But that reminded me of a Persian rifle, I think it was, that CP got a number of years ago. It's a piece of art. Really. It has intricate chased silver up and down the barrel and all over the place, every little detail is beautifully done, and the wood is a gorgeous gleaming deep red. It's absolutely a testament to craftsmanship, just on looks alone, and it deserves to be seen and enjoyed. Not as a "this could kill someone" but simply as a thing of beauty, the same way that if someone did that to, say, a circular saw (now there's a scary thought), I'd be wondering why it should stay in the garage. I'd want to find a way to display it in the house, too. Some craftsman put a lot of effort into beautifying what was really just an everyday tool at the time, and I respect that.

Thing is, there really isn't a way to responsibly display guns, unless you've got lockdown capabilities up there with the Smithsonian. (I went to a gun store and asked, if you're wondering.) A matchlock is another matter, since probably 99.9% of the folks out there could never figure out how to use it, let alone where to get the fuse-rope required, but the Persian rifle used regular caliber, as I recall. For that matter, a lot of the guns-over-the-fireplace are still operable. In theory, at least. You couldn't pay me enough to load and fire something that had been stored in conditions of "over a working fireplace". Stupid thing would probably explode in your hands.

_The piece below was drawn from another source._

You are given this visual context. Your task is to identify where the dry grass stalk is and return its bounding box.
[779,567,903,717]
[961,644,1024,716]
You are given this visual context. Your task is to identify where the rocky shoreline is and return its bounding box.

But you put a potentially-operable gun on the wall, even in locking display case, and it's now a valuable object someone might steal. And use. And then you're liable to some degree, because you left it out where someone could get it. Or they might steal, load, and use on you. The old gun cases like my grandfather's generation had, where you stored three or four hunting rifles -- gone the way of the dodo, for most reasonable people. We have a massive gun safe (and when I mean massive, I mean "must be on basement because only concrete can hold up the weight of this bastard"). There the pretty craftsmanship must sit, because there's no way to display it safely.

(It would be possible to make the gun completely inoperable, except you're destroying its value as a historical object. In a way, it'd be like buying a Cobra and taking the engine out. You might never plan to actually drive the Cobra, but if you ever came to have a need to sell it, it'd be worth absolutely nothing. Do you protect your investment, or do you write off that investment in favor of a different way of valuing your investment? That's a personal decision, and since the Persian gun isn't mine, it's not my decision to make.)

All that said, I have no idea what percentage of Americans are gun-owners on a technicality due to handed-down, family-sentimental, guns from wars like the Civil War, Rev War, etc. Even some people I've known who would never dream of owning "a gun" still have a damn long rifle on the wall behind them. It's like those guns don't hold the position of "gun" so much as they do "Americana", and then that Americana gets wrapped up with history and leeches over into the whole gun-owning thing.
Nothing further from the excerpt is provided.